India's newest entrant, Tulāh Clinical Wellness in Chelembra near Kozhikode (Calicut), Kerala, exemplifies this evolution. Officially unveiled in 2026, the 30-acre sanctuary represents one of the country's most ambitious wellness projects, positioning India at the forefront of integrated wellness tourism. It also marks something more specific: a contemporary reimagining of Kerala's own healing legacy. Calicut sits on the Malabar coast, the same stretch of land Vasco da Gama reached in 1498, and Ayurveda here has run uninterrupted for at least two thousand years, its texts, practitioners, and medicinal plants never having lapsed into mere heritage.
Founded by entrepreneur and philanthropist Faizal Kottikollon, Tulāh was born from a deeply personal experience. After two neurologists, one in Singapore and one in India, advised spinal surgery for his degenerating spine, Kottikollon declined and instead spent 21 days in Kerala undergoing Njavara Kizhi, a 5,000-year-old Ayurvedic treatment in which warm boluses of medicinal rice, cooked with A2 milk and herbs, are pressed rhythmically into the body.

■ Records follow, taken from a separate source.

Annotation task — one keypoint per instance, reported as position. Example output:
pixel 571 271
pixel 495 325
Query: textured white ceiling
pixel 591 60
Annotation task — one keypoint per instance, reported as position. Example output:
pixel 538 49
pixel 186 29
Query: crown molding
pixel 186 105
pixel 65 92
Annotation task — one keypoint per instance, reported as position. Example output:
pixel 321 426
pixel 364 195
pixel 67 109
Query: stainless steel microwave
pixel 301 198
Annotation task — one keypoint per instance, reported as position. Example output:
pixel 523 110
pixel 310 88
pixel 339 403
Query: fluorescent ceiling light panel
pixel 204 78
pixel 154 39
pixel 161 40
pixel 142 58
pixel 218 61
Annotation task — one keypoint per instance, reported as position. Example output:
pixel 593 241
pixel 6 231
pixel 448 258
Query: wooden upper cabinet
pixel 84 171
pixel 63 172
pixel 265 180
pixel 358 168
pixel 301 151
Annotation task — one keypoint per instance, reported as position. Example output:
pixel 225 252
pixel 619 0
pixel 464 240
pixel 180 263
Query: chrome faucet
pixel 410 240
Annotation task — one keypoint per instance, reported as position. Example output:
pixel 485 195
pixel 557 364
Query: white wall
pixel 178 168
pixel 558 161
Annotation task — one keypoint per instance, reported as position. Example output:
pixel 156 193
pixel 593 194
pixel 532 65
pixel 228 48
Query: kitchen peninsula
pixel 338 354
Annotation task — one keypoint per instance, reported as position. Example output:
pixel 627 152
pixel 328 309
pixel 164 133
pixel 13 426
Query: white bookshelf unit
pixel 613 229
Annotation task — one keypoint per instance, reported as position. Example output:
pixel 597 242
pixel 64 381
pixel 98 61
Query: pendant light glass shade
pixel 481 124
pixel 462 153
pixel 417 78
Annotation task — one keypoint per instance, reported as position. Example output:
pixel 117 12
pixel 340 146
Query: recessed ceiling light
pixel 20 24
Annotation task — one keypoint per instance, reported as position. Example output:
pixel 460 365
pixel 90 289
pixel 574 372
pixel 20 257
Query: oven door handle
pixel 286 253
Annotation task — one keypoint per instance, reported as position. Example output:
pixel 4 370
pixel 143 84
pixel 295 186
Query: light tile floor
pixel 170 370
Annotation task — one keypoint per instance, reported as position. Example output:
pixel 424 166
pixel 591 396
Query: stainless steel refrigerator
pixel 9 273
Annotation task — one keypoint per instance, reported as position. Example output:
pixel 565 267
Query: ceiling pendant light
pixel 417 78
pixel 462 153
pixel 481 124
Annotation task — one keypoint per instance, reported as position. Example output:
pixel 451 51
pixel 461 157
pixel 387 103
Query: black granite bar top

When he returned for a second MRI, his doctor asked what he had done since the nerve degeneration had reversed. That outcome sent him back to study the science behind what had healed him, and eventually to build a sanctuary where ancient practice and clinical rigour could work together rather than in opposition.
That philosophy defines every aspect of Tulāh. Rather than offering standard wellness packages, the sanctuary begins with advanced diagnostics, from genomic and microbiome mapping to radiodiagnostics, CT and MRI scans, before crafting programmes tailored to each guest through a proprietary assessment framework called the tulāh Life Index.
Ayurveda sits alongside regenerative medicine, functional medicine, Traditional Chinese Medicine, psychology, nutrition, and movement science, with the clinical wing equipped for everything from minor surgical procedures to twenty-four-hour monitoring. For more complex cases, Tulāh draws on its sister institution, the JCI-accredited Meitra Hospital twenty minutes away, and its network of over 200 specialists. In doing so, Tulāh treats Kerala's centuries-old Ayurvedic system not as a heritage attraction but as a living, evolving practice, one capable of standing alongside genomics and regenerative medicine rather than apart from them.
The resort’s architecture reinforces this philosophy. Designed by Dubai-based Lami Architects, the campus avoids sharp angles altogether, curving instead with the land it sits on. Spread across 30 acres of rewilded forest and medicinal gardens overlooking the Western Ghats, the design preserves century-old trees and uses rainwater harvesting and radiant cooling in place of conventional air conditioning. Natural light, open courtyards, and locally sourced materials blur the boundaries between nature, design, and healing.
Beyond its clinical offerings, Tulāh introduces experiences rarely found under one roof. The Sonorium, billed as the world's largest sound-healing dome, anchors a roster that includes Hyperbaric Oxygen Therapy, cryotherapy, yoga studios, Watsu therapy, photobiomodulation, and a patented Ayurvedic Vichy Bed, a world-first design developed by the property's own engineering team that reimagines traditional oil-based rituals for a clinical setting.
Tulāh signals the emergence of a new category of hospitality, one where evidence-based medicine, holistic healing, and luxury coexist. As India strengthens its position in the global wellness economy, Tulāh stands as a compelling example of how Kerala's ancient healing traditions, never relics to begin with, continue to evolve to meet the aspirations of a modern, global traveller.